As NPR points out, the final selections for the top 100 SF/fantasy books tend to be heavily slanted towards books that were written a long time ago and have had time to build a fanbase. They're also tilted heavily towards books that have gotten movie or television adaptations. And they're overwhelmingly by dudes. (A lot of whom are British, curiously.) The fantasy winners tend to be the ones which feature a straight-up battle of good versus evil, and the science fiction winners tend to be the ones which reflected the zeitgeist when they were written.
One thing's for sure — these selections reflect the voice of quite a large number of people. As NPR notes:
Given the overwhelming response - over 60,000 votes - the truly popular titles would have been very difficult to unseat: For your favorite book to qualify for #1, it would have to have garnered more than the 29,701(!) votes received by The Lord of the Rings. Yeah, good luck with that.
Take, for example, the book comin' in at #2, The Hitchhiker's Guide to the Galaxy, which clocked an astonishing 20,069 votes. That's a big step down, but still places it head and shoulders above #3, Ender's Game, at 16,141 votes.

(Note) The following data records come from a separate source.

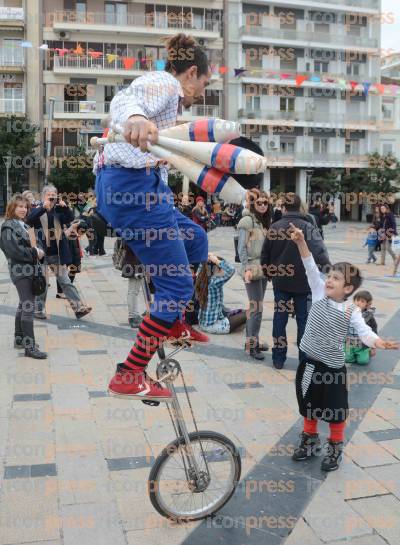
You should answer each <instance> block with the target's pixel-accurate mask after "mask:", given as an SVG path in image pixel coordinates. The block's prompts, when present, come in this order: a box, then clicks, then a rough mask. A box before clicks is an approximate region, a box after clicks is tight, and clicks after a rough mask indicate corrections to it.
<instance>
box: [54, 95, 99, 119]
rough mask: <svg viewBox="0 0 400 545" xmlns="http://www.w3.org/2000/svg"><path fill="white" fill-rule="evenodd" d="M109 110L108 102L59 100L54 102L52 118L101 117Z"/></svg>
mask: <svg viewBox="0 0 400 545" xmlns="http://www.w3.org/2000/svg"><path fill="white" fill-rule="evenodd" d="M47 110H48V108H46V111H47ZM109 112H110V102H96V101H95V100H81V101H79V102H78V101H72V100H70V101H61V100H60V101H55V103H54V119H102V118H104V117H107V115H108V114H109ZM47 113H48V111H47Z"/></svg>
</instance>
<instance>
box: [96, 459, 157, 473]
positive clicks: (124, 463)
mask: <svg viewBox="0 0 400 545" xmlns="http://www.w3.org/2000/svg"><path fill="white" fill-rule="evenodd" d="M106 462H107V465H108V469H109V470H110V471H122V470H125V469H141V468H142V467H151V466H152V465H153V464H154V458H153V456H151V457H148V456H130V457H127V458H108V459H107V460H106Z"/></svg>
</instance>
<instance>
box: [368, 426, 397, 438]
mask: <svg viewBox="0 0 400 545" xmlns="http://www.w3.org/2000/svg"><path fill="white" fill-rule="evenodd" d="M366 435H368V437H369V438H370V439H373V440H374V441H391V440H392V439H400V429H399V428H393V429H389V430H378V431H369V432H366Z"/></svg>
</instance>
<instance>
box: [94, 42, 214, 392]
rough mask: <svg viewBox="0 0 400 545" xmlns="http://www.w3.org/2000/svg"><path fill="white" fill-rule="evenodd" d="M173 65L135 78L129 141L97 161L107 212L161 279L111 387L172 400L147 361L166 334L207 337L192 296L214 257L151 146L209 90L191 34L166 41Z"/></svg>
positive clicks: (207, 73) (193, 338) (118, 366)
mask: <svg viewBox="0 0 400 545" xmlns="http://www.w3.org/2000/svg"><path fill="white" fill-rule="evenodd" d="M166 47H167V51H168V61H167V63H166V67H165V71H160V72H150V73H149V74H146V75H144V76H141V77H139V78H137V79H135V80H134V81H133V82H132V83H131V85H130V86H129V87H128V88H127V89H124V90H121V91H120V92H119V93H118V94H117V95H116V96H115V97H114V99H113V100H112V102H111V108H110V114H111V119H112V123H113V124H118V125H123V126H124V129H125V132H124V137H125V139H126V143H125V142H118V143H110V144H107V145H106V146H104V150H103V152H102V153H101V155H100V156H97V157H96V161H97V178H96V194H97V208H98V211H99V213H100V214H101V215H102V216H103V217H104V218H105V219H106V220H107V221H108V222H109V223H110V224H111V225H112V227H113V228H114V229H115V230H116V231H117V232H118V234H119V235H120V236H122V238H123V239H124V240H125V242H126V244H127V245H128V246H129V247H130V248H131V250H132V251H133V252H134V254H135V255H136V256H137V257H138V259H139V260H140V261H141V263H142V264H143V265H144V266H146V267H147V266H151V269H152V271H154V270H156V272H155V273H154V274H153V273H152V281H153V283H154V286H155V297H154V302H153V303H152V305H151V307H150V314H148V315H146V316H145V318H144V319H143V321H142V323H141V325H140V327H139V331H138V335H137V338H136V341H135V344H134V345H133V346H132V348H131V350H130V352H129V354H128V355H127V357H126V359H125V361H124V362H123V363H120V364H118V365H117V370H116V373H115V375H114V377H113V378H112V379H111V382H110V384H109V391H110V393H111V394H114V395H120V396H127V397H130V398H138V399H141V400H157V401H168V400H170V398H171V392H170V391H169V390H168V389H167V388H165V387H163V386H162V385H161V384H159V383H158V382H155V381H153V380H151V379H150V378H149V377H148V376H147V375H146V367H147V365H148V363H149V361H150V359H151V358H152V356H153V355H154V353H155V352H156V350H157V348H158V347H159V346H160V345H161V344H162V343H163V342H164V341H165V340H166V339H169V340H174V339H178V340H179V339H186V340H189V341H190V340H193V341H198V342H207V341H208V337H207V336H206V335H204V334H202V333H200V332H198V331H196V330H194V329H193V328H192V327H191V326H190V325H188V324H187V323H186V322H185V318H184V310H185V307H186V305H187V303H188V302H189V301H190V299H191V298H192V294H193V280H192V271H191V268H190V267H189V263H190V264H196V263H201V262H206V261H207V257H208V241H207V235H206V233H205V231H204V230H203V229H202V228H201V227H200V226H198V225H196V224H195V223H193V222H192V221H191V220H190V219H188V218H187V217H186V216H184V215H183V214H181V213H180V212H179V210H178V209H177V208H175V207H174V199H173V194H172V191H171V189H170V188H169V187H168V185H167V178H168V176H167V170H166V168H165V166H163V165H160V166H159V165H158V164H157V159H156V158H155V157H154V156H153V155H152V154H150V153H149V152H147V143H148V141H149V142H150V143H155V142H156V141H157V137H158V129H165V128H169V127H172V126H174V125H175V124H176V120H177V115H178V112H179V110H180V108H181V107H182V106H184V107H189V106H191V105H192V104H193V103H194V102H196V101H197V100H198V99H200V98H201V97H202V96H203V95H204V90H205V88H206V86H207V85H208V84H209V81H210V77H211V72H210V67H209V64H208V60H207V56H206V54H205V52H204V50H203V49H202V48H201V47H199V46H198V45H197V44H196V43H195V41H194V40H193V39H192V38H191V37H189V36H186V35H184V34H178V35H176V36H174V37H172V38H170V39H169V40H168V42H167V44H166Z"/></svg>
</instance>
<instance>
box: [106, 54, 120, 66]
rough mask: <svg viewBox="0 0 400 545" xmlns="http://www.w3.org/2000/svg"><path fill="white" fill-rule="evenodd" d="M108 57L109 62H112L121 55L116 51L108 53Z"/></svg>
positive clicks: (107, 60)
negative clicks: (114, 52)
mask: <svg viewBox="0 0 400 545" xmlns="http://www.w3.org/2000/svg"><path fill="white" fill-rule="evenodd" d="M106 57H107V62H108V64H111V63H112V62H114V61H116V60H117V59H118V57H119V55H116V54H115V53H107V55H106Z"/></svg>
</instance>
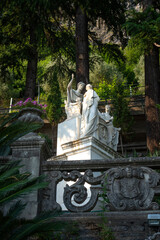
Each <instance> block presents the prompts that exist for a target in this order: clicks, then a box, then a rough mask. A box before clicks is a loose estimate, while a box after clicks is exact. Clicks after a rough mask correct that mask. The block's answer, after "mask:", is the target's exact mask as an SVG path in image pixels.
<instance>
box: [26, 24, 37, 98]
mask: <svg viewBox="0 0 160 240" xmlns="http://www.w3.org/2000/svg"><path fill="white" fill-rule="evenodd" d="M37 62H38V52H37V38H36V33H35V28H34V25H32V26H31V28H30V51H29V56H28V65H27V73H26V86H25V94H24V96H25V99H26V98H28V97H30V98H32V99H33V98H34V97H35V95H36V78H37Z"/></svg>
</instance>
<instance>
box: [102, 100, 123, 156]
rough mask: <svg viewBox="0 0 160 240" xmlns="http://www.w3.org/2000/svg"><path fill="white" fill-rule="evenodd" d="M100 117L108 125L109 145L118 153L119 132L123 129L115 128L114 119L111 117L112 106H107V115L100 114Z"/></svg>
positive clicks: (108, 137)
mask: <svg viewBox="0 0 160 240" xmlns="http://www.w3.org/2000/svg"><path fill="white" fill-rule="evenodd" d="M100 117H101V118H103V119H104V120H105V121H106V123H107V145H108V146H109V147H111V148H112V149H114V150H115V151H117V145H118V141H119V131H120V130H121V128H116V127H114V126H113V117H111V116H110V106H109V105H106V106H105V113H100Z"/></svg>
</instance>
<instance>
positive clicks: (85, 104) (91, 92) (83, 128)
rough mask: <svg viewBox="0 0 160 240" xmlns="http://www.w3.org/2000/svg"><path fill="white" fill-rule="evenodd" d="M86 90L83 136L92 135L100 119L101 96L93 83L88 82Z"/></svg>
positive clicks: (95, 128) (89, 135) (84, 107)
mask: <svg viewBox="0 0 160 240" xmlns="http://www.w3.org/2000/svg"><path fill="white" fill-rule="evenodd" d="M86 90H87V91H86V93H85V94H84V98H83V107H82V121H81V137H85V136H92V134H93V133H94V132H95V131H96V130H97V128H98V121H99V114H98V102H99V100H100V98H99V96H98V95H97V93H96V92H95V91H94V90H93V89H92V85H90V84H87V85H86Z"/></svg>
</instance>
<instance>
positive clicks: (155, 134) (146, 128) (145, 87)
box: [145, 46, 160, 153]
mask: <svg viewBox="0 0 160 240" xmlns="http://www.w3.org/2000/svg"><path fill="white" fill-rule="evenodd" d="M159 77H160V72H159V49H158V48H157V47H155V46H154V47H153V49H152V50H150V52H149V53H148V54H146V55H145V112H146V135H147V147H148V149H149V151H150V152H151V153H154V152H155V150H158V149H160V120H159V111H158V109H157V107H156V105H157V104H158V103H159V90H160V89H159V80H160V79H159Z"/></svg>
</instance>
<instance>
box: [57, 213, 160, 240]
mask: <svg viewBox="0 0 160 240" xmlns="http://www.w3.org/2000/svg"><path fill="white" fill-rule="evenodd" d="M149 213H152V211H144V212H114V213H110V212H108V213H104V215H103V218H102V217H101V216H100V213H83V214H73V213H70V214H63V215H62V217H61V218H57V219H56V220H61V221H63V222H64V223H70V235H69V236H67V237H66V236H64V237H63V239H65V240H68V239H72V240H75V239H78V240H105V239H106V240H109V239H110V238H108V239H107V238H102V237H101V231H102V226H103V224H104V226H107V227H109V229H110V230H111V232H112V233H113V239H114V240H146V239H147V238H148V237H149V236H153V234H154V233H156V232H158V231H160V227H150V226H149V225H148V220H147V215H148V214H149ZM154 213H155V211H154ZM156 213H159V211H156ZM104 219H105V220H104ZM104 221H108V223H107V224H105V222H104ZM74 225H75V226H76V234H75V231H74V232H73V230H72V229H73V228H72V226H74ZM105 231H106V235H105V236H107V232H108V231H107V228H105ZM156 239H159V238H155V240H156Z"/></svg>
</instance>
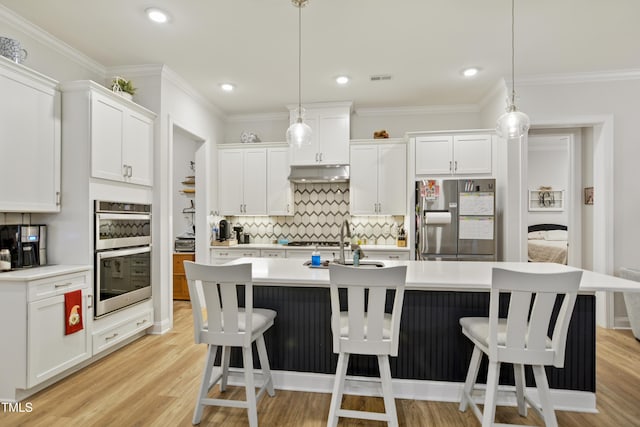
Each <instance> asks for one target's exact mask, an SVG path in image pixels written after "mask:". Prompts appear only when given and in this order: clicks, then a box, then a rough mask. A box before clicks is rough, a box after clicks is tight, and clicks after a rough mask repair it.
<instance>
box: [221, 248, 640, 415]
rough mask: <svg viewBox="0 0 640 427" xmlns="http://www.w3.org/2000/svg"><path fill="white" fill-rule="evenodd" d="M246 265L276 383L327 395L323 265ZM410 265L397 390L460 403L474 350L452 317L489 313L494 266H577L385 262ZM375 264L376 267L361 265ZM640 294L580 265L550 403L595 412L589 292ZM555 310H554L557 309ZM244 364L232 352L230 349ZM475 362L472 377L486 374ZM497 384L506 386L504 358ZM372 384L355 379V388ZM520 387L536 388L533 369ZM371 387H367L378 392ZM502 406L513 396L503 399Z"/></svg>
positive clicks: (406, 285) (486, 313) (508, 266)
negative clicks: (491, 270) (635, 293)
mask: <svg viewBox="0 0 640 427" xmlns="http://www.w3.org/2000/svg"><path fill="white" fill-rule="evenodd" d="M245 262H250V263H252V264H253V281H254V285H256V286H255V288H254V305H255V306H256V307H264V308H270V309H274V310H276V311H277V312H278V317H277V318H276V321H275V324H274V327H273V328H271V330H269V331H268V332H267V333H266V334H265V340H266V342H267V351H268V353H269V360H270V362H271V368H272V369H273V370H274V381H275V385H276V387H277V388H281V389H301V390H309V391H322V392H330V390H331V386H332V380H333V373H334V372H335V366H336V362H337V355H335V354H333V349H332V335H331V328H330V316H331V307H330V299H329V291H328V287H329V272H328V270H327V269H322V268H309V267H307V266H304V265H303V260H300V259H265V258H240V259H236V260H234V261H231V262H230V263H233V264H238V263H245ZM384 264H385V266H394V265H407V285H406V294H405V299H404V307H403V314H402V323H401V326H400V345H399V351H398V357H397V358H391V371H392V376H393V378H394V393H395V394H396V396H397V397H400V398H410V399H427V400H443V401H457V400H458V399H459V395H460V390H461V388H462V383H463V381H464V378H465V374H466V371H467V367H468V363H469V360H470V358H471V352H472V350H473V347H472V344H471V343H470V341H469V340H467V339H466V338H465V337H464V336H463V335H462V333H461V330H460V326H459V323H458V321H459V319H460V318H461V317H465V316H487V315H488V308H489V292H488V291H489V290H490V287H491V268H492V267H494V266H497V267H503V268H511V269H518V270H523V271H531V272H540V273H542V272H558V271H568V270H574V268H572V267H567V266H564V265H559V264H550V263H508V262H451V261H385V262H384ZM366 268H373V267H366ZM596 291H640V284H639V283H636V282H632V281H628V280H624V279H620V278H617V277H613V276H607V275H603V274H598V273H593V272H590V271H584V273H583V277H582V282H581V287H580V295H579V296H578V299H577V302H576V306H575V309H574V313H573V317H572V321H571V325H570V327H569V333H568V338H567V349H566V362H565V368H564V369H556V368H548V372H549V374H548V376H549V383H550V386H551V387H552V389H554V390H552V393H553V398H554V401H555V402H556V403H555V404H556V407H557V408H563V409H570V410H578V411H595V407H596V406H595V384H596V382H595V373H596V370H595V328H596V326H595V292H596ZM557 309H558V307H556V310H557ZM232 358H233V359H232V360H233V363H234V365H235V366H241V358H240V355H239V352H238V353H237V354H233V355H232ZM485 372H486V368H484V367H482V368H481V374H480V377H479V381H484V377H483V376H484V375H485V374H484V373H485ZM348 373H349V375H351V376H354V377H356V378H362V377H368V376H377V375H378V372H377V365H376V361H375V359H374V358H373V357H367V356H353V357H352V359H351V362H350V368H349V372H348ZM501 383H511V384H513V373H512V369H510V368H509V367H508V366H507V365H505V366H504V368H503V370H502V371H501ZM368 384H370V383H369V382H364V381H358V382H356V387H358V389H359V392H362V391H363V388H364V389H365V390H366V389H368ZM527 384H528V386H533V384H534V383H533V378H532V375H531V372H527ZM375 390H376V389H375V388H373V389H371V392H372V393H373V394H376V392H375ZM502 403H511V402H509V401H502Z"/></svg>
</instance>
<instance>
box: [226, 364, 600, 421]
mask: <svg viewBox="0 0 640 427" xmlns="http://www.w3.org/2000/svg"><path fill="white" fill-rule="evenodd" d="M272 376H273V384H274V387H275V388H276V389H278V390H290V391H304V392H312V393H331V391H332V389H333V380H334V376H333V375H331V374H317V373H312V372H290V371H272ZM392 382H393V394H394V396H395V397H396V398H398V399H411V400H429V401H435V402H459V401H460V396H461V395H462V386H463V383H456V382H446V381H423V380H407V379H398V378H395V379H393V380H392ZM229 384H234V385H242V384H243V380H242V370H239V369H233V368H232V369H231V375H230V376H229ZM479 389H480V390H481V387H479ZM514 390H515V389H514V387H513V386H505V387H502V386H501V388H500V391H499V392H498V399H497V403H498V405H499V406H516V405H517V402H516V398H515V393H514ZM345 393H346V394H357V395H362V396H381V395H382V389H381V387H380V382H379V381H377V382H376V380H375V379H372V378H368V377H351V376H348V377H347V383H346V385H345ZM527 393H529V395H530V397H531V399H532V400H533V401H535V402H539V399H538V393H537V390H536V389H535V388H530V387H528V388H527ZM481 394H482V393H481V391H480V392H477V393H475V394H474V395H473V398H474V400H476V401H477V402H478V403H479V404H482V403H483V402H482V396H481ZM551 398H552V401H553V402H554V407H555V408H556V409H557V410H562V411H575V412H588V413H597V412H598V411H597V409H596V395H595V393H592V392H586V391H576V390H559V389H552V390H551Z"/></svg>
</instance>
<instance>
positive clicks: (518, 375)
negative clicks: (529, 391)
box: [513, 363, 527, 417]
mask: <svg viewBox="0 0 640 427" xmlns="http://www.w3.org/2000/svg"><path fill="white" fill-rule="evenodd" d="M513 376H514V377H515V380H516V397H517V399H518V414H520V416H522V417H526V416H527V402H526V401H525V400H524V387H525V385H526V382H525V379H524V365H521V364H519V363H514V364H513Z"/></svg>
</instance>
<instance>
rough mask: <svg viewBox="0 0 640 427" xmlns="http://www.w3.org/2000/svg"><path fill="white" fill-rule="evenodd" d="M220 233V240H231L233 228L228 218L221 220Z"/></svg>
mask: <svg viewBox="0 0 640 427" xmlns="http://www.w3.org/2000/svg"><path fill="white" fill-rule="evenodd" d="M219 228H220V235H219V236H218V240H219V241H221V242H224V241H225V240H229V237H230V236H231V229H230V227H229V222H228V221H227V220H226V219H221V220H220V227H219Z"/></svg>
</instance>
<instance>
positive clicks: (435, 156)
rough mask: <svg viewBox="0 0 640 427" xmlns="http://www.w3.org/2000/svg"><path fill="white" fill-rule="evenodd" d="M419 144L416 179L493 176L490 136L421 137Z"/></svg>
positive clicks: (491, 140)
mask: <svg viewBox="0 0 640 427" xmlns="http://www.w3.org/2000/svg"><path fill="white" fill-rule="evenodd" d="M415 141H416V142H415V150H416V156H415V162H416V163H415V165H416V175H427V176H428V175H478V174H491V173H492V161H491V159H492V137H491V135H489V134H478V135H466V134H462V135H433V136H420V137H416V140H415Z"/></svg>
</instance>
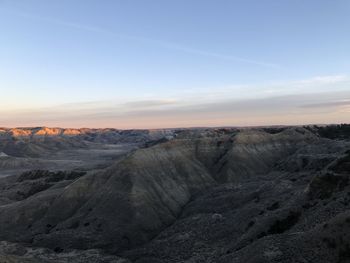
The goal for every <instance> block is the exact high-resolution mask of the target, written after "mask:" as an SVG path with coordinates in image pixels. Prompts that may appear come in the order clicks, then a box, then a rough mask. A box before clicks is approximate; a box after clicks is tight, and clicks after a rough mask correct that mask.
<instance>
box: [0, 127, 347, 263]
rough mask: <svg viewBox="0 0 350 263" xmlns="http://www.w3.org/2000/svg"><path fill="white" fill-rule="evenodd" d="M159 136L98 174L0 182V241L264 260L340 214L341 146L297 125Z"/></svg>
mask: <svg viewBox="0 0 350 263" xmlns="http://www.w3.org/2000/svg"><path fill="white" fill-rule="evenodd" d="M157 134H158V133H157ZM165 135H166V136H169V137H167V138H166V139H165V140H155V141H154V142H153V143H148V144H146V146H145V147H143V148H140V149H138V150H136V151H134V152H131V153H129V154H128V155H127V156H125V157H124V158H122V159H120V160H118V161H117V162H116V163H115V164H113V165H112V166H110V167H109V168H107V169H105V170H102V171H99V172H88V173H87V174H75V173H73V174H71V173H59V174H56V173H51V172H43V171H34V172H31V173H26V174H22V175H20V176H11V177H9V178H3V179H0V186H1V187H2V189H3V190H2V192H1V193H2V194H1V204H0V238H1V239H2V240H7V241H10V242H24V243H27V244H28V245H30V246H35V247H47V248H50V249H53V250H56V251H60V252H62V253H65V252H66V251H68V250H70V249H79V250H85V249H96V248H98V249H103V250H104V252H108V253H118V254H120V255H123V257H124V258H129V259H130V260H132V261H135V262H184V261H186V260H190V261H193V262H225V261H226V262H243V261H244V260H247V262H265V261H266V260H267V261H266V262H270V261H271V260H275V258H278V257H279V256H280V257H281V258H282V259H285V256H284V255H289V254H288V253H289V252H288V251H289V250H290V251H293V250H292V248H288V249H289V250H288V251H284V250H283V249H287V248H281V247H280V246H279V242H281V240H283V239H280V238H279V237H283V238H285V239H288V240H294V239H293V238H294V235H295V233H301V234H300V236H302V235H305V236H307V235H308V234H307V233H308V231H314V230H313V229H315V228H316V227H317V226H318V225H319V224H320V223H323V222H326V221H329V220H332V218H333V217H334V216H336V215H337V214H340V213H343V212H346V209H347V205H348V203H347V199H346V198H345V197H346V191H347V189H348V185H347V184H345V182H347V181H346V179H344V178H345V177H344V176H346V174H347V170H346V169H347V168H346V167H347V165H346V164H345V166H344V165H342V163H346V162H347V159H345V161H344V160H343V159H342V158H345V157H344V154H345V152H346V150H347V149H348V148H349V144H348V143H347V142H344V141H332V140H329V139H324V138H320V137H318V136H317V135H315V134H314V133H312V132H310V131H309V130H307V129H303V128H288V129H281V130H279V131H277V132H274V131H273V132H271V131H270V130H268V131H265V130H263V129H241V130H239V129H196V130H179V131H176V132H172V133H171V134H167V133H162V138H165ZM170 135H171V137H170ZM157 136H158V135H157ZM157 136H156V137H157ZM153 138H154V137H153ZM331 167H333V168H331ZM339 167H340V168H339ZM344 167H345V168H344ZM331 169H333V170H331ZM337 169H338V170H337ZM339 169H340V170H342V171H343V170H344V171H345V172H342V173H341V175H339ZM329 174H331V175H330V176H334V177H330V178H328V177H327V176H329ZM339 176H340V177H339ZM338 177H339V178H340V179H339V178H338ZM327 186H329V187H327ZM330 186H332V187H330ZM333 198H335V199H334V200H333ZM342 202H343V203H344V205H342ZM315 231H316V230H315ZM298 235H299V234H298ZM305 240H306V239H305ZM263 241H264V242H265V241H266V242H267V243H264V242H263ZM264 244H269V246H270V248H269V249H267V248H266V251H267V252H266V253H267V254H264V253H265V252H264V251H263V250H262V249H265V247H264V246H265V245H264ZM288 244H289V243H288ZM290 245H292V243H290ZM251 249H257V251H258V252H259V253H260V252H261V253H262V254H261V255H260V254H259V253H258V256H257V258H249V257H250V255H248V254H246V252H245V251H248V252H251V251H252V250H251ZM248 252H247V253H248ZM305 253H306V254H307V251H306V252H305ZM230 260H231V261H230ZM240 260H241V261H240ZM249 260H250V261H249ZM254 260H265V261H254ZM269 260H270V261H269ZM296 262H297V261H296ZM320 262H322V261H320Z"/></svg>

John Scalzi, whose Old Man's War made the list, is nevertheless perturbed by some of the blatant omissions:
By and large it's a pretty good list of books, with some very conspicuous omissions that tell us more about the voters of the poll than the books under consideration. A list of the top 100 science fiction/fantasy novels without entries by Brin, Brunner, Butler, Cherryh, Delany or Silverberg (to name some obvious names; there are of course others) is going to have fans of various stripes shaking their heads.
Scalzi shares his own list of ten books that really should have been in the top 100, including Delany's Dhalgren and Octavia Butler's Kindred. What are your ten books that should have made the cut?